Within this neuro-plasticity framework, we can conceptualize human health as the sum of all forces, internal and external, which affect the plastic molecular structure of an individual’s central nervous system. Examples include exposure to a stressor such as Hurricane Katrina or a medical illness such as an infection. The extent to which any such force, whether external or internal, will impact an individual’s performance is limited by, or is to the same exact extent to which this force impacts, or molds the plastic structure of the individual’s brain. Conversely, only if a given force, whether internal or external, impacts the plastic structure of an individual’s brain will it have any impact on an individual’s performance. Within this framework, which represents the consensus scientific view, health and performance are the structure and function, respectively of  any individual human being. Thus, an individuals’ health and performance are indivisible and direct reflections of each other.

My health-performance proof shows that an individuals performance is a surrogate for their health and vice a verse.

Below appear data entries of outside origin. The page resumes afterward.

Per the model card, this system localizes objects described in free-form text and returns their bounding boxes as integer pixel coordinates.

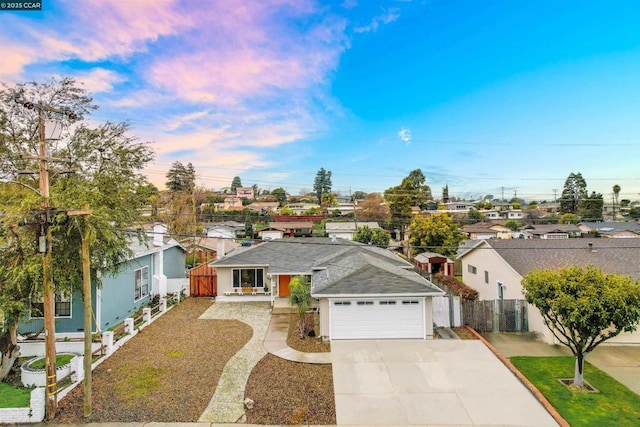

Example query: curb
[465,325,570,427]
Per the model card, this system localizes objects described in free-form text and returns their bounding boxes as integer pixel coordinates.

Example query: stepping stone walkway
[198,302,271,423]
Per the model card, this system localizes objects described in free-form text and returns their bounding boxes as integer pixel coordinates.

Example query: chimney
[153,224,167,246]
[216,239,225,259]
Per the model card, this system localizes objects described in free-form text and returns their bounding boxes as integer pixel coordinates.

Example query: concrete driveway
[331,340,557,426]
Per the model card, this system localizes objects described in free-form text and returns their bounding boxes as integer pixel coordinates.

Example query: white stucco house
[458,238,640,344]
[324,221,380,240]
[210,238,444,340]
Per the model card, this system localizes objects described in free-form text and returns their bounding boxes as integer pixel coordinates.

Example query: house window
[233,268,264,288]
[30,292,71,319]
[498,282,507,299]
[134,266,149,301]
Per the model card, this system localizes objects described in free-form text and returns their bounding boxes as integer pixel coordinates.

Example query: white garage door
[329,298,425,340]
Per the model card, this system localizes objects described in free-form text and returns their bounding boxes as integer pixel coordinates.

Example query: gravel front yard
[56,298,251,423]
[245,354,336,425]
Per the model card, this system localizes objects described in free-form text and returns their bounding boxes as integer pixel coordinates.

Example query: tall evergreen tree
[231,176,242,194]
[313,168,331,203]
[560,172,587,214]
[166,162,196,193]
[384,169,432,239]
[578,191,604,221]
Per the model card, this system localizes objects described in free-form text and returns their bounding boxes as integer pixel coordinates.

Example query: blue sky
[0,0,640,200]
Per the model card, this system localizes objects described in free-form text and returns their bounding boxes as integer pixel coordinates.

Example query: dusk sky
[0,0,640,201]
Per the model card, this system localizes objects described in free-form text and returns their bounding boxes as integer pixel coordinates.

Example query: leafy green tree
[231,176,242,194]
[467,209,482,224]
[0,78,153,382]
[384,169,433,234]
[351,191,367,201]
[504,219,520,231]
[579,191,604,221]
[358,193,391,221]
[522,266,640,387]
[271,187,287,206]
[353,225,391,246]
[289,276,313,340]
[560,172,587,214]
[278,206,295,215]
[166,162,196,193]
[560,214,580,224]
[313,168,332,204]
[408,214,465,256]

The clinical implications of this relationship are profound and far reaching. My understanding of this fundamental relationship between our health and our performance has served as my main cognitive tool for providing medical care to my patients that is far above the prevailing standard of care in our healthcare system. In my next post I will show how this tool is easily scalable and can be applies potential to fundamentally  change our healthcare system for the better and enhance its real value.

End  Post

Mitchell R. Weisberg, MD, MP



A person is what a person does. What defines us is not what we believe, it is what we do. In life, the only thing that we truly own is our actions, everything else is on a temporary loan. While our homes, our cars and all of our material possessions add joy to our lives, only what we do affects the world during our lives and long after we are gone. What we do determines if we are important, irrelevant, famous, infamous, or eternal. What we do is the essence of who we are and a sign of our vitality; but is it a vital sign? I say that our performance, what we do and how we do it, is the most vital of all of our vital signs and here’s why.

The relationship between our Health and our Performance

Just as nothing in the physical universe has structure without also having function; our health and our performance are inseparable, linked by these same fundamental physical laws. Performance is defined as that part of our function that accomplishes tasks according to measurable standards which raises the question, what is the structure of our performance?

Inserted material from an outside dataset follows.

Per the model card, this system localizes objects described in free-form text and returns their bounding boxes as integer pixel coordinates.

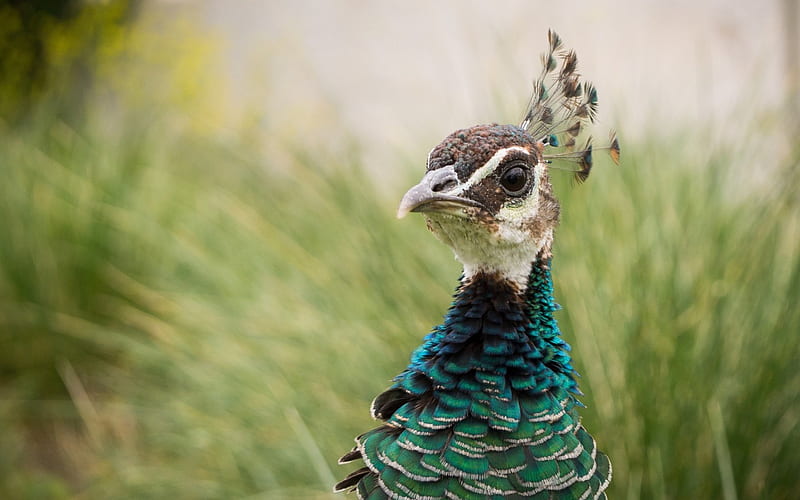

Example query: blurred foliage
[0,0,139,122]
[0,7,800,499]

Our performance is an aggregate of behaviors and is executed exclusively by our bodies; our skeletons, muscles, joints and ligaments. Each of these behaviors, in turn, directly reflects the state of our ever-changing, plastic central nervous system (CNS). When viewed from this perspective, our health is defined as the sum of the forces, internal and external, that mold our plastic central nervous systems. The extent that any given facet of our health contributes to this molding process, is the extent that it will affect our performance; and only if it contributes to this molding process will any given facet of our health affect our performance. Our health and performance is our structure and function, respectively. Metaphorically, our health is the roadway to our performance  with our central nervous system being the final stop on the journey.

What our Performance (function) says about our Health (structure)

While we may not find and fix the problem, we all know that when our car stalls while we are driving (mal-functions) there is something wrong with our cars’ engine (a corresponding structural defect) and if you are like myself, you will call an auto-mechanic. The first thing an experienced mechanic will do before popping the hood is take our car for a test drive to see how it performs so that he can visualize what structural defects may be causing the malfunction. While I can’t take my patients out for a test drive, I can get a heck of a lot more information regarding their health from asking them how they are doing at school, work or home than by weighing them, taking their blood pressure, running a battery of laboratory tests or, dare I say, even looking at an MRI scan. Regardless of how thoroughly a pediatrician may examine a child during a checkup,  if she does not look at their report card she has no idea whether or not her patient is healthy. The same is true for the child’s mother and father when they go for their annual checkups and they are not asked about their work performance.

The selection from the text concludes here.